CONCLUSION: A 100% and 90.3% radiographic fusion rate was obtained for allograft and autograft in one-level ACDF procedures with rigid anterior plate fixation, respectively. Although autograft achieved a higher incidence of nonunion than allograft, this may be attributed to the use of autograft early in the experience of plate application and fixation in this series. The effects of smoking were not found to be a significant factor influencing fusion in these plated patients. In 90.9% of the patients, excellent and good clinical outcome results were reported.
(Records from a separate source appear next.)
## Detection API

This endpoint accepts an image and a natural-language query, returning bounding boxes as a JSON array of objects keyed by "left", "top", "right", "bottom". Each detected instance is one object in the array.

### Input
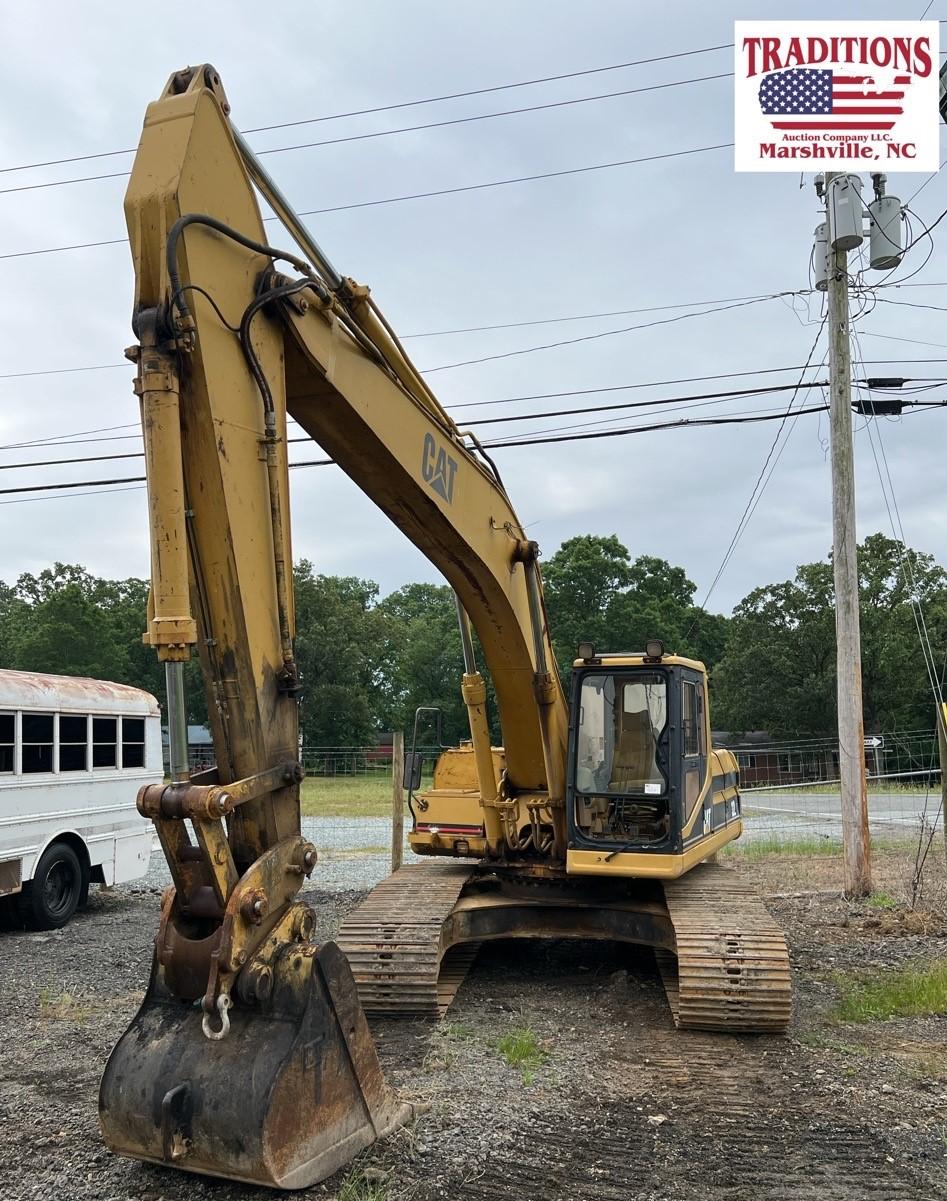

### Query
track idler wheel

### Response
[{"left": 98, "top": 943, "right": 412, "bottom": 1189}]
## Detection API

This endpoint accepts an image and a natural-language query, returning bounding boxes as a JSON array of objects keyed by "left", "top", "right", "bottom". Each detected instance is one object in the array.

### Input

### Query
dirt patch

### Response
[{"left": 0, "top": 860, "right": 947, "bottom": 1201}]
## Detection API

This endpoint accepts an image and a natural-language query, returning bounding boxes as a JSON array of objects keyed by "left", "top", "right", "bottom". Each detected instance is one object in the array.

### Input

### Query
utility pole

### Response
[{"left": 825, "top": 172, "right": 871, "bottom": 897}]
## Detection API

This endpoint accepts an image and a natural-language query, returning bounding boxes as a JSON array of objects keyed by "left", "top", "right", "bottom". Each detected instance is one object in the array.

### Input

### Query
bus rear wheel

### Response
[{"left": 22, "top": 842, "right": 83, "bottom": 930}]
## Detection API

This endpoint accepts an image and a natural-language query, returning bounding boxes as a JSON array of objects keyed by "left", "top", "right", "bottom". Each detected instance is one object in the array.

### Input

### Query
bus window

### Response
[
  {"left": 23, "top": 713, "right": 53, "bottom": 773},
  {"left": 0, "top": 713, "right": 17, "bottom": 772},
  {"left": 92, "top": 717, "right": 119, "bottom": 767},
  {"left": 121, "top": 717, "right": 145, "bottom": 767},
  {"left": 59, "top": 713, "right": 89, "bottom": 771}
]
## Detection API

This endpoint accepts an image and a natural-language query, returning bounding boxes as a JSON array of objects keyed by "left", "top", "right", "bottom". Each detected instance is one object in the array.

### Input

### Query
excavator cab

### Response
[{"left": 567, "top": 639, "right": 741, "bottom": 878}]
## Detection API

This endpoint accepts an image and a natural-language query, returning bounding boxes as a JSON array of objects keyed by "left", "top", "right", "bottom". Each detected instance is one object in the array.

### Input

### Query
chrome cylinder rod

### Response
[
  {"left": 454, "top": 592, "right": 477, "bottom": 675},
  {"left": 230, "top": 125, "right": 342, "bottom": 289},
  {"left": 164, "top": 659, "right": 191, "bottom": 784}
]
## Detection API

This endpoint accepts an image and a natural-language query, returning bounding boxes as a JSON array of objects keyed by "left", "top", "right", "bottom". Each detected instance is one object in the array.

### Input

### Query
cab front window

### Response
[{"left": 575, "top": 671, "right": 667, "bottom": 796}]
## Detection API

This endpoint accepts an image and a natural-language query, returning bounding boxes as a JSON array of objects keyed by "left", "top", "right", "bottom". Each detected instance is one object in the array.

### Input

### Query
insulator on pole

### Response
[
  {"left": 868, "top": 196, "right": 901, "bottom": 271},
  {"left": 828, "top": 175, "right": 864, "bottom": 250},
  {"left": 813, "top": 221, "right": 828, "bottom": 292}
]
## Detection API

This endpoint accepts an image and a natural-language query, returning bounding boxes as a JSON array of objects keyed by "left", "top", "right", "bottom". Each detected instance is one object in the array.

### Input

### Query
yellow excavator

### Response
[{"left": 100, "top": 65, "right": 790, "bottom": 1188}]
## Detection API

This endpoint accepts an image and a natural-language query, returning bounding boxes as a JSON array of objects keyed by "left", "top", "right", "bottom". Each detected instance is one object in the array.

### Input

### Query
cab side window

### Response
[{"left": 682, "top": 680, "right": 703, "bottom": 757}]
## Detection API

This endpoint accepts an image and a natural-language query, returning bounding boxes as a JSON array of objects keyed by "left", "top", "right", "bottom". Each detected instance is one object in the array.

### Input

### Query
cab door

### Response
[{"left": 681, "top": 670, "right": 713, "bottom": 833}]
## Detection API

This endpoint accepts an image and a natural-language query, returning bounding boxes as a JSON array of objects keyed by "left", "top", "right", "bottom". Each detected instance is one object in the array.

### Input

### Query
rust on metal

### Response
[
  {"left": 658, "top": 864, "right": 792, "bottom": 1033},
  {"left": 98, "top": 914, "right": 412, "bottom": 1189},
  {"left": 338, "top": 864, "right": 791, "bottom": 1033}
]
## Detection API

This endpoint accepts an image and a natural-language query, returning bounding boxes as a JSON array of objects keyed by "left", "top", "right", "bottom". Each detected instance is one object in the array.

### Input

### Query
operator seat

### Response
[{"left": 609, "top": 710, "right": 661, "bottom": 793}]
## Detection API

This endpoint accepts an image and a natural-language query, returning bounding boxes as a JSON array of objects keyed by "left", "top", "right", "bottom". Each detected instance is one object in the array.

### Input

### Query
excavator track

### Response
[
  {"left": 337, "top": 864, "right": 480, "bottom": 1017},
  {"left": 337, "top": 864, "right": 792, "bottom": 1034},
  {"left": 655, "top": 864, "right": 792, "bottom": 1033}
]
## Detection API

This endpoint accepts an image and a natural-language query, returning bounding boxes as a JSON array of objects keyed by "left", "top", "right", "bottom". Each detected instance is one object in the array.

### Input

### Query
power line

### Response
[
  {"left": 0, "top": 142, "right": 733, "bottom": 259},
  {"left": 0, "top": 288, "right": 811, "bottom": 380},
  {"left": 421, "top": 292, "right": 782, "bottom": 375},
  {"left": 403, "top": 288, "right": 787, "bottom": 341},
  {"left": 685, "top": 317, "right": 828, "bottom": 638},
  {"left": 0, "top": 42, "right": 733, "bottom": 174},
  {"left": 0, "top": 381, "right": 830, "bottom": 471},
  {"left": 0, "top": 359, "right": 947, "bottom": 453},
  {"left": 0, "top": 71, "right": 733, "bottom": 196},
  {"left": 0, "top": 398, "right": 947, "bottom": 499}
]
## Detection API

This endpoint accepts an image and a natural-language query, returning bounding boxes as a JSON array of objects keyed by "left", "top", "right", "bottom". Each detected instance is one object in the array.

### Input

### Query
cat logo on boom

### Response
[{"left": 421, "top": 434, "right": 457, "bottom": 504}]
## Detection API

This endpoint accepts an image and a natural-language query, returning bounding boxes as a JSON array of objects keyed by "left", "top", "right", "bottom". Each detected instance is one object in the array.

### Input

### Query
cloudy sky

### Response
[{"left": 0, "top": 0, "right": 947, "bottom": 611}]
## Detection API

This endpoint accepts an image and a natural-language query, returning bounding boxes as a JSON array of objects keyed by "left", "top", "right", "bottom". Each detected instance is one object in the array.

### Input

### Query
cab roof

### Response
[{"left": 573, "top": 651, "right": 707, "bottom": 675}]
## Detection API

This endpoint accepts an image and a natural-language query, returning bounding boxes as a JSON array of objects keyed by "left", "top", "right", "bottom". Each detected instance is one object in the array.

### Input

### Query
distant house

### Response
[{"left": 711, "top": 730, "right": 839, "bottom": 788}]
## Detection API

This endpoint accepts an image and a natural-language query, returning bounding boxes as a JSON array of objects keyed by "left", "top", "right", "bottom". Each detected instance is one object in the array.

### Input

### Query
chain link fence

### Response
[
  {"left": 721, "top": 730, "right": 943, "bottom": 852},
  {"left": 166, "top": 730, "right": 943, "bottom": 890}
]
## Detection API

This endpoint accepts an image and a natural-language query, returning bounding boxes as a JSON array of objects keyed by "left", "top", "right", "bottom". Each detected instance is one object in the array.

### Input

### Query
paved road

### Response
[{"left": 743, "top": 789, "right": 941, "bottom": 838}]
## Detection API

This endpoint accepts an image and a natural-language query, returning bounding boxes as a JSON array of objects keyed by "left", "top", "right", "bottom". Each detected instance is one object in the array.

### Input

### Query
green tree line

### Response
[{"left": 0, "top": 533, "right": 947, "bottom": 746}]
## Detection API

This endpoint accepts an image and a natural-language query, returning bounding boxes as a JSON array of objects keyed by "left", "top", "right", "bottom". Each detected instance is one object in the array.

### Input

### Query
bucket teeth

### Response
[{"left": 98, "top": 943, "right": 412, "bottom": 1189}]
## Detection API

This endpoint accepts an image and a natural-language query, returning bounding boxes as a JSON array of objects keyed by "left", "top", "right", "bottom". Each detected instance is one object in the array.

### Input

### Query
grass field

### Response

The use of allograft in one-level ACDF with rigid plate fixation yields similar and high fusion rates as autograft. The use of allograft bone eliminates complications and pitfalls associated with autologous donor site harvesting. However, the use of autograft is a viable alternative to avoid the risk of infection, disease transmission, and histocompatibility differences associated with allograft. The use of allograft or autograft bone in properly selected patients for one-level ACDF with rigid anterior plate fixation can result in high fusion rates with excellent and good clinical outcomes.